But I didn’t feel it, and I think her passivity is why. I think this took the sting out of Act III, which, had I felt more for Kathy, would have had me sobbing and keening like a motherfucker, a la “Brokeback Mountain.” The events of Act III are horrible, but without that bond with the character, it was more like watching a sad news story than watching Ennis Del Mar and Jack Twist.

I’m not criticizing the moviemakers’ craftsmanship, for the writer (Vadim Perelman) of the screenplay and the writer of the novel on which it was based (Andre Dubus III) both get that Kathy appears passive. In an interview, Dubus says straight out that many readers of his book, especially women, thought Kathy was too passive. Perelman chose to make the movie reflect the book, and so Kathy ends up being less willful than most characters. It was an artistic choice.

The first shot of Kathy (other than a quick flashback) shows her in bed. She gets a call from her mother, who mentions taking it “One day at a time,” a saying associated with AA and similar substance abuse programs. We also see that something is weird with her husband—Kathy lies to her mother about where he is. Her house is a shithole, with unopened mail, chinese food containers, and dirty clothes strewn about. Clearly, Kathy is not in a good place. And it gets worse.

But she doesn’t form a plan and act on it. She lets thing happen to her. And this kind of broke the spell for me: I didn’t feel for her the way I should, given her circumstances. How could the spell have been maintained? A couple of things come to mind.

First, Kathy’s shitbird husband left her because he didn’t want children and she did. So, it’s easy to imagine a short scene in which the shitbird husband leaves her in a bad situation. It would have taken maybe 30 seconds of screen time. Second, there’s a reveal later in the movie about Kathy’s substance abuse problem. Not alcohol—but what? Crack? Heroine? Maybe a scene of her thinking about, then rejecting, her drug of choice would have been good. Clearly, she has the will to kick whatever it is she kicked.
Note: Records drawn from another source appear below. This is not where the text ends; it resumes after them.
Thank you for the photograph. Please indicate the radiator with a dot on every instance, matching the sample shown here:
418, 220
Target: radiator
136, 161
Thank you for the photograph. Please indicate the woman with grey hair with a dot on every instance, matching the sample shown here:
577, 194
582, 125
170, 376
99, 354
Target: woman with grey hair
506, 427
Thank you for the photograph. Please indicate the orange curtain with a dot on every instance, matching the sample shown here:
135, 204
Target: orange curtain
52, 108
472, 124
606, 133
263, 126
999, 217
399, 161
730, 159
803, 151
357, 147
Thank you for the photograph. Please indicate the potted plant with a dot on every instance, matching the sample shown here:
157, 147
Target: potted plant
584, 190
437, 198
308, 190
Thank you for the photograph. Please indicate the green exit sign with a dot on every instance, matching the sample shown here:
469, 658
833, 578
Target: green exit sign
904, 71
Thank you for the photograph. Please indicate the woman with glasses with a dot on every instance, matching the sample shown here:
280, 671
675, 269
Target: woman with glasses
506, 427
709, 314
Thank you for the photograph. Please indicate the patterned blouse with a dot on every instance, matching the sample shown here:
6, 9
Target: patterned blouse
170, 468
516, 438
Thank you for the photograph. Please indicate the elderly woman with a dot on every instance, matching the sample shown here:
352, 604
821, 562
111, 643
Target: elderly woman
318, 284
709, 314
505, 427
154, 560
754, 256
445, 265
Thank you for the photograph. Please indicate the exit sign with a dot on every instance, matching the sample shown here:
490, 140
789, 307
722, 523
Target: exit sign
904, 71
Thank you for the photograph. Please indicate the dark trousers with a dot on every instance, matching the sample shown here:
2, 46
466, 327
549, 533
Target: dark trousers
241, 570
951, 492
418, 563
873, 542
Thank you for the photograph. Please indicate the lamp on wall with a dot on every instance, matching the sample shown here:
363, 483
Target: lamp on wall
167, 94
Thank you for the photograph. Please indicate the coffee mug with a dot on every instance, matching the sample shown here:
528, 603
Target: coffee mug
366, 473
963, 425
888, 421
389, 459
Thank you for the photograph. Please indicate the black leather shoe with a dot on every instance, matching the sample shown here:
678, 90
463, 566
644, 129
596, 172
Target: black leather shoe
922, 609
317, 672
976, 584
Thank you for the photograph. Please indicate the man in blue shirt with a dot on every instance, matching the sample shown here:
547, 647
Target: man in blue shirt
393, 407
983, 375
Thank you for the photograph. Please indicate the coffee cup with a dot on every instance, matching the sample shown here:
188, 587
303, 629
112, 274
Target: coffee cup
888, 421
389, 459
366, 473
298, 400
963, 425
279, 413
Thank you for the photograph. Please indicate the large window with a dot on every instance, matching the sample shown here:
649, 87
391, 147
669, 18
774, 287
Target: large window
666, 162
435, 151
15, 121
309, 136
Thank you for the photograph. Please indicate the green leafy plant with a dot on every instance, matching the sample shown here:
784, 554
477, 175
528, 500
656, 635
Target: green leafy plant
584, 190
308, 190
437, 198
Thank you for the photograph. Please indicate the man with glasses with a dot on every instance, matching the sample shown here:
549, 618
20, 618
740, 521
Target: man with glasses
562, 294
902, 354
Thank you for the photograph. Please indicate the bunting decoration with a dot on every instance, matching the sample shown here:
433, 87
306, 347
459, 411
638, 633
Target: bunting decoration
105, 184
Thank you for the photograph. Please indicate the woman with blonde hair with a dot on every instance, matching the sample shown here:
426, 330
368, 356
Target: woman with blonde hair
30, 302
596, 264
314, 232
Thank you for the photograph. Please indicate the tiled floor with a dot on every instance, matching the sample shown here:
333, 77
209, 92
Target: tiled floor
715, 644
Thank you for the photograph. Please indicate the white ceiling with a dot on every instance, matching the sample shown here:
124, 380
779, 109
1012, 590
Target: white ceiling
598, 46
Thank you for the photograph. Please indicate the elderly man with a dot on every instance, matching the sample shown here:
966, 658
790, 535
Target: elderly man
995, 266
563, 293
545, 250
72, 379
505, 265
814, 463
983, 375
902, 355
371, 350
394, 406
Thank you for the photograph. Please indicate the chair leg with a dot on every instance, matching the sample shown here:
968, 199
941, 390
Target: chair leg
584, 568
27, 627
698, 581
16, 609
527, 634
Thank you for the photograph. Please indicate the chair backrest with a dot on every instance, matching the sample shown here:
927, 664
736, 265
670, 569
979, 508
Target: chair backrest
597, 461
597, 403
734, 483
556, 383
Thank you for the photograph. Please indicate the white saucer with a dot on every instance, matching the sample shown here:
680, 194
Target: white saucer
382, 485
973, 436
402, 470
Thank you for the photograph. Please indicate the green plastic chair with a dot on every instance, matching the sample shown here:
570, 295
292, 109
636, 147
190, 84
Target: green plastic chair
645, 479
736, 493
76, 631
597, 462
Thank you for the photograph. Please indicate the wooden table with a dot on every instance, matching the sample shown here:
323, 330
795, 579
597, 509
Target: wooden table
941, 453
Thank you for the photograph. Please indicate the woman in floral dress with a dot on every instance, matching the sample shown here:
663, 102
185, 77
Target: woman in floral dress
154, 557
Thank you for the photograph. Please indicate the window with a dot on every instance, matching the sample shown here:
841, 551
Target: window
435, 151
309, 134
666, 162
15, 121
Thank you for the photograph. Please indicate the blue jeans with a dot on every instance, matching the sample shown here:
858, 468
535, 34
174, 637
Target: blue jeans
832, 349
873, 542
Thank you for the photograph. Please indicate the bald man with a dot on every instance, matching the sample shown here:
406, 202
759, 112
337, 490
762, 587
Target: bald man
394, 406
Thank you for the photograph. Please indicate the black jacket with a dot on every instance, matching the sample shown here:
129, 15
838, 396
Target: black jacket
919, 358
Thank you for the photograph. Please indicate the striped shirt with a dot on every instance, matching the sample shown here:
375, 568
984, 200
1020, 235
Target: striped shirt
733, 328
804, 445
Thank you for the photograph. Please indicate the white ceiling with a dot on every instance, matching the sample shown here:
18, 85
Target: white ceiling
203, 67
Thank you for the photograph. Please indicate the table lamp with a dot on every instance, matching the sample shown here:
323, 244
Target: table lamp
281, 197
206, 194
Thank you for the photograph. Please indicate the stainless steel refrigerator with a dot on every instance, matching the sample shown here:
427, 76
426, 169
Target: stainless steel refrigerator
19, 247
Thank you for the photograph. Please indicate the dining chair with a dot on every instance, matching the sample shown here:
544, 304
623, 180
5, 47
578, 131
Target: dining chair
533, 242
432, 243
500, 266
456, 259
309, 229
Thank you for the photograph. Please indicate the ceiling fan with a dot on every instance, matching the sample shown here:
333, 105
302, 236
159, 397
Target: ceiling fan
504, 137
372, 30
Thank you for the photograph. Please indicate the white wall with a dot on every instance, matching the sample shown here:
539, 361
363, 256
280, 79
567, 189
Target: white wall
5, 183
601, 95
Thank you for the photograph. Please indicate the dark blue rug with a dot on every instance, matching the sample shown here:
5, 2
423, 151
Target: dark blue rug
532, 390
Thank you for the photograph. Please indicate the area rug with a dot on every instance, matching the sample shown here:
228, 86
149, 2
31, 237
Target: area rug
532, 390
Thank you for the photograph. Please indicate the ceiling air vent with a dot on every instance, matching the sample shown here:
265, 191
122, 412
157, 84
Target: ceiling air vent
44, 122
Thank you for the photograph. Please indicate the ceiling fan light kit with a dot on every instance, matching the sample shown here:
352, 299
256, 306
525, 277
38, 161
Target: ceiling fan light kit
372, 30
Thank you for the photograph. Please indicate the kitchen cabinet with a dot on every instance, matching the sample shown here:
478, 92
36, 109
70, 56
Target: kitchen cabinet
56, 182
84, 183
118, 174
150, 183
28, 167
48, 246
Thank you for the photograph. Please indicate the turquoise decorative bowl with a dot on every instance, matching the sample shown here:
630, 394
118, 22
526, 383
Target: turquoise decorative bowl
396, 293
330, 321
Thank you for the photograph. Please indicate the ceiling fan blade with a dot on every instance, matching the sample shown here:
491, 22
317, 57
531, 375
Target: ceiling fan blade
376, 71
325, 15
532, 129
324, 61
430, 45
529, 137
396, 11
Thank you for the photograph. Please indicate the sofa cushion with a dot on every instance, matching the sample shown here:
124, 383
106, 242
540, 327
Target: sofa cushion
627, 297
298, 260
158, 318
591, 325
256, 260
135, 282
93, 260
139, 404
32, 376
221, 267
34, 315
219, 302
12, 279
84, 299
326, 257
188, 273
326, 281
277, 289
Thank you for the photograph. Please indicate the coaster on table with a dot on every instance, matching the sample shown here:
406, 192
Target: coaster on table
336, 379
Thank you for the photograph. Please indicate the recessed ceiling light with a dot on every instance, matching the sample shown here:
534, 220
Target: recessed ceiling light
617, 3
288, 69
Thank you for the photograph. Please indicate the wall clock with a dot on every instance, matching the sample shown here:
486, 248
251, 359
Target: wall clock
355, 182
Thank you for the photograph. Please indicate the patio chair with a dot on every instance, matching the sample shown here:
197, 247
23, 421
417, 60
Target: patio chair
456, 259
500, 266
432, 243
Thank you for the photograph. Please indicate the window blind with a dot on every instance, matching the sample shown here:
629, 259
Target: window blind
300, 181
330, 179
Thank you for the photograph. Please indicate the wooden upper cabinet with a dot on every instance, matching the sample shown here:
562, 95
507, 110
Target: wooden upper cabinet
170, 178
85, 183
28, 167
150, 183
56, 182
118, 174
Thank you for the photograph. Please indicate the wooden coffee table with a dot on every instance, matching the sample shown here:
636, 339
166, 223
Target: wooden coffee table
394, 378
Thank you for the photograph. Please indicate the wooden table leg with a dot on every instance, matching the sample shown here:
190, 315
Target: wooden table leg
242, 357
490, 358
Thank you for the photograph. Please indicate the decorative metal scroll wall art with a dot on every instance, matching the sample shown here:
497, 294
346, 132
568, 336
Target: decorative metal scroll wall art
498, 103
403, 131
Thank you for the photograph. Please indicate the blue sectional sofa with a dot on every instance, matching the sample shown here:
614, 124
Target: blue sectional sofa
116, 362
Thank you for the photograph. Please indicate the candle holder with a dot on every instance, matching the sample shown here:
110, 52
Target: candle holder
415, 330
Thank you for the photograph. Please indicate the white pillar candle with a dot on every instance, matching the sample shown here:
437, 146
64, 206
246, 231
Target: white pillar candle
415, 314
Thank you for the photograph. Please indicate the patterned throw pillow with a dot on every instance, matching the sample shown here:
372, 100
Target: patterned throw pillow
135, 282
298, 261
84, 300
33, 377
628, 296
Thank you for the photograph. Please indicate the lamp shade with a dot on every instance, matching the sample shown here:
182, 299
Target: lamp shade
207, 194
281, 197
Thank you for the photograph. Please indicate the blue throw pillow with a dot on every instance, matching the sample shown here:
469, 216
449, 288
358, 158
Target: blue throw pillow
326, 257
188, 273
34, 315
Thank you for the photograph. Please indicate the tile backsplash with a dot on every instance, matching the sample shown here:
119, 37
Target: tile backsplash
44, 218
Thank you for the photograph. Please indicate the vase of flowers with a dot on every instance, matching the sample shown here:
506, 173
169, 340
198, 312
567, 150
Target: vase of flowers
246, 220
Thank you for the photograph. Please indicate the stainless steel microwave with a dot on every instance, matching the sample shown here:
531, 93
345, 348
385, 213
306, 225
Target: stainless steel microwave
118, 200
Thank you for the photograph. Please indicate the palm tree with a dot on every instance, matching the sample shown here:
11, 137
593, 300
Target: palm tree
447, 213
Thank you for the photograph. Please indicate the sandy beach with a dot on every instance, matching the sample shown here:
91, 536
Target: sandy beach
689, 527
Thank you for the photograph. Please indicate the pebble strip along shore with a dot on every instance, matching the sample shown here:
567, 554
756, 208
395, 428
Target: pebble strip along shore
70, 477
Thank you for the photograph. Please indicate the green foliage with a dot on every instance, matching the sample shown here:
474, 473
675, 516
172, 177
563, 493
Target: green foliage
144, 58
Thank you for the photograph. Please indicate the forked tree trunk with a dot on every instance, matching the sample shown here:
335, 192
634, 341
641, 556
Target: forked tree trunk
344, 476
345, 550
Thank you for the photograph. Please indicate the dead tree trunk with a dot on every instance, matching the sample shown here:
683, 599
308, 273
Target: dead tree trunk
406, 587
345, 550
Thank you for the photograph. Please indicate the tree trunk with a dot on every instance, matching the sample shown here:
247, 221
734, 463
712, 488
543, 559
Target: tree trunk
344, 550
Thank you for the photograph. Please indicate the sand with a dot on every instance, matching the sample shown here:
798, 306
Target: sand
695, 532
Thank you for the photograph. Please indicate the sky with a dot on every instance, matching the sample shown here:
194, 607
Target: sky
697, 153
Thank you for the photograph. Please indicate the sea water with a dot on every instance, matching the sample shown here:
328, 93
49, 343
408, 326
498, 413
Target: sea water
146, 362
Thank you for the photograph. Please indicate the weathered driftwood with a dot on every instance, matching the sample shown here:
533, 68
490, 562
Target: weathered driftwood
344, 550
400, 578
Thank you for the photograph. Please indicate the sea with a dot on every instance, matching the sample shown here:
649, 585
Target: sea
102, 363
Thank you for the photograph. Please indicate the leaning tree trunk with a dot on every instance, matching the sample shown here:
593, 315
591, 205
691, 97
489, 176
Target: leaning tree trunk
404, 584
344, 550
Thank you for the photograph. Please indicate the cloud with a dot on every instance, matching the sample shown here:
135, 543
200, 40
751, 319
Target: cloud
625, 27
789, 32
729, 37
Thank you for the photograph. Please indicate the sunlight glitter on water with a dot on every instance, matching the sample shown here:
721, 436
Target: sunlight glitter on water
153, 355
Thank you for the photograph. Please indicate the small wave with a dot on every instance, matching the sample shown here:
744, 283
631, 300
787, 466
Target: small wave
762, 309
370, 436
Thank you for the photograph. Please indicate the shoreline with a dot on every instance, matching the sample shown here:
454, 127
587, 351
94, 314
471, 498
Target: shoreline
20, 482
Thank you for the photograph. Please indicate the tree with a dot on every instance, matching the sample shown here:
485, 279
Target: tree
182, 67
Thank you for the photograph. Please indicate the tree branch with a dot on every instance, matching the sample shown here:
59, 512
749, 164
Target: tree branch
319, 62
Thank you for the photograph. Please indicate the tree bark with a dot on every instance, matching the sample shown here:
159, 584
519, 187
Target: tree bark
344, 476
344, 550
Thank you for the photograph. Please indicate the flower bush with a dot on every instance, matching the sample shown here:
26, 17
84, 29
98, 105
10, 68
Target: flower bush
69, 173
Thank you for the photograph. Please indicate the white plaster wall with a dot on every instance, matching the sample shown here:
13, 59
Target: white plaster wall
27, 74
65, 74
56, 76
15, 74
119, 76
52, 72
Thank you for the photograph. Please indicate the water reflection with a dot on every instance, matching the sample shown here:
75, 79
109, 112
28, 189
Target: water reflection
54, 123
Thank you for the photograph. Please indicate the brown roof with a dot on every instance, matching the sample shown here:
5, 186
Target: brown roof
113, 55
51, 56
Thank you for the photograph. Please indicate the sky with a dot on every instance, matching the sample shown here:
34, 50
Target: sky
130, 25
But we don’t see her kicking.

In short, a lot of the stuff that would have made me (and I think other audience members) realize that Kathy isn’t just a feather on the wind was recounted to us. It wasn’t shown. This lessens the impact, of course, because seeing is believing. Imagine the difference between a character saying, “I had a shitty childhood—my father sodomized me every night” and actually seeing a flashback of it. In “The House of Sand and Fog,” why not a couple short scenes showing that Kathy’s predicament is not (entirely) of her own making and that she can change her predicament?

While I had my Kleenex box all ready to go when I put the DVD in, I didn’t use it, and by the time I turned off the TV, I felt like I’d merely seen a train wreck, not a tragedy.